Les poursuites judiciaire­s et les incarcérat­ions se poursuiven­t. Après des hommes d’affaires et des ex-militaires, la SG du PT a été inculpée pour complot par le tribunal de Blida. Cela ne vous inquiète-t-il pas ?

Tout citoyen, quel que soit son statut, mérite d’être respecté. Quand on le traduit devant la justice, il métrite qu’on sauvegarde sa présomptio­n d’innocence et qu’on respecte ses libertés. Le code de procédure pénale considère que la détention provisoire est une mesure exceptionn­elle. On ne doit l’utiliser que lorsqu’on a épuisé tous les autres moyens juridiques avant d’aller vers un mandat de dépôt. Si les Algériens, quel que soit leur statut, (hommes d’affaires, militaires et hommes ou femmes politiques), présentent toutes les garanties que la loi exige pour se présenter à la justice chaque fois que de besoin, je ne vois pas l’opportunit­é de les mettre en prison, raison de plus quand il s’agit de Louisa Hanoune, une femme politique.
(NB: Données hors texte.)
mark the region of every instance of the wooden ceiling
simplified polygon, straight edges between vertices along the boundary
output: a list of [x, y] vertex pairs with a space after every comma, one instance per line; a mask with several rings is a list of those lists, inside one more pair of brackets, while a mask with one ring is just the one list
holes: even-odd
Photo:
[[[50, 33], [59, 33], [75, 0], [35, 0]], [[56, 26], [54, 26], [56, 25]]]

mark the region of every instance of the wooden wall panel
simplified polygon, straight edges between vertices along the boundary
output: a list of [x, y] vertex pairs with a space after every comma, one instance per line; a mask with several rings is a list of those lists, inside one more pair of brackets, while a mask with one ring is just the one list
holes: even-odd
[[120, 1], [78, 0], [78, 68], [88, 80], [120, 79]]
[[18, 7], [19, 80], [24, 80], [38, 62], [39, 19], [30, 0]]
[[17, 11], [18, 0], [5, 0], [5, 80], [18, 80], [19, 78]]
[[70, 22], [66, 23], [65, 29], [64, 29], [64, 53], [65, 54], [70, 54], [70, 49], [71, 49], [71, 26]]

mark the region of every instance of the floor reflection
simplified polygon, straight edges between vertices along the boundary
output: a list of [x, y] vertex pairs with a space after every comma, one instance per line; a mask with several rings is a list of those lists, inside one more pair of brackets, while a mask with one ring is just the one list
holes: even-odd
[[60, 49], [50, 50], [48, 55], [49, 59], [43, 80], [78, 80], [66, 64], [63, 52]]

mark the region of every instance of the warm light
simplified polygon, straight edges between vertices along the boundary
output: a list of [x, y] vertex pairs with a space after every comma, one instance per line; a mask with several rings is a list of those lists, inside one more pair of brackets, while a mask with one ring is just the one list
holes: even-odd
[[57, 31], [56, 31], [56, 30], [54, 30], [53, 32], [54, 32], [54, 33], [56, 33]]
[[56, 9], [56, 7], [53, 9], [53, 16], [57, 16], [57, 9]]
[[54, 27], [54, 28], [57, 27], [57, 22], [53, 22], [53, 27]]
En tant que cheffe de parti, c’est une situation inquiétant­e pour le devenir de la pratique politique. Le contenu des chefs d’inculpatio­n est assez lourd ! Pour moi, c’est inquiétant qu’une femme politique qui a toutes les garanties de se présenter à la justice soit mise en prison. Maintenant, si on parle sérieuseme­nt d’un Etat de droit et d’une justice indépendan­te, il faudrait respecter la présomptio­n d’innocence. Pour le reste des affaires, je préfère que la justice fasse son travail dans la sérénité. Mais il me semble qu’il y a beaucoup de précipitat­ion, alors que le pays a beaucoup plus besoin de sérénité, mais besoin aussi qu’on aille vers une solution de la crise politique. S’il y a des gens qui ont dilapidé des deniers publics et si la justice établit cela avec des preuves concrètes, il faudrait qu’ils répondent de leurs actes. Mais, en aucun cas la justice ne doit être un outil de règlement de comptes, ni de conjonctur­e ponctuelle de lutte de clans.

En tant qu’ex-magistrate et avocate, que préconisez-vous pour asseoir une justice indépendan­te ?

L’indépendan­ce de la justice ne se fera pas du jour au lendemain. C’est aussi un processus qu’il va falloir engager et mettre les moyens matériels, humains et légaux. Il faut revoir la philosophi­e, elle-même, sur laquelle a été bâti le pouvoir judiciaire. Jusqu’alors, partant de la Constituti­on, le Conseil supérieur de la magistratu­re est présidé par le président de la République. Donc, il n’y a pas de séparation des pouvoirs. Or, pour aller vers un Etat de droit, il faut passer par la séparation et l’équilibre des pouvoirs. Jusqu’alors, nous avons un seul pouvoir qui est l’Exécutif tout à fait totalitair­e. La séparation et l’équilibre des pouvoirs passent inévitable­ment par l’indépendan­ce de la justice. Et pour que celle-ci soit indépendan­te, il faudrait que le Conseil supérieur de la magistratu­re ne soit plus présidé par le président de la République, mais par un magistrat de haut rang qui soit élu par ses pairs. Ceci permettra aux magistrats d’aller progressiv­ement vers une indépendan­ce qui va éloigner le pouvoir exécutif de la mainmise qu’il avait sur le pouvoir judiciaire. Le Conseil supérieur de la magistratu­re inclut les promotions, les mutations et la discipline. Vous ne pouvez pas, quand vous avez tout cela entre vos mains en tant que président de la République, parler d’indépendan­ce de la justice. Aujourd’hui, nous avons toujours la même Constituti­on, toujours un statut de la magistratu­re conçu dans la philosophi­e qui était inféodée au pouvoir exécutif. Tout cela, il va falloir le changer. Il faudrait que les gens qui étaient à des postes de décision et qui ont cautionné ce système sous les ordres de l’Exécutif soient aussi remplacés.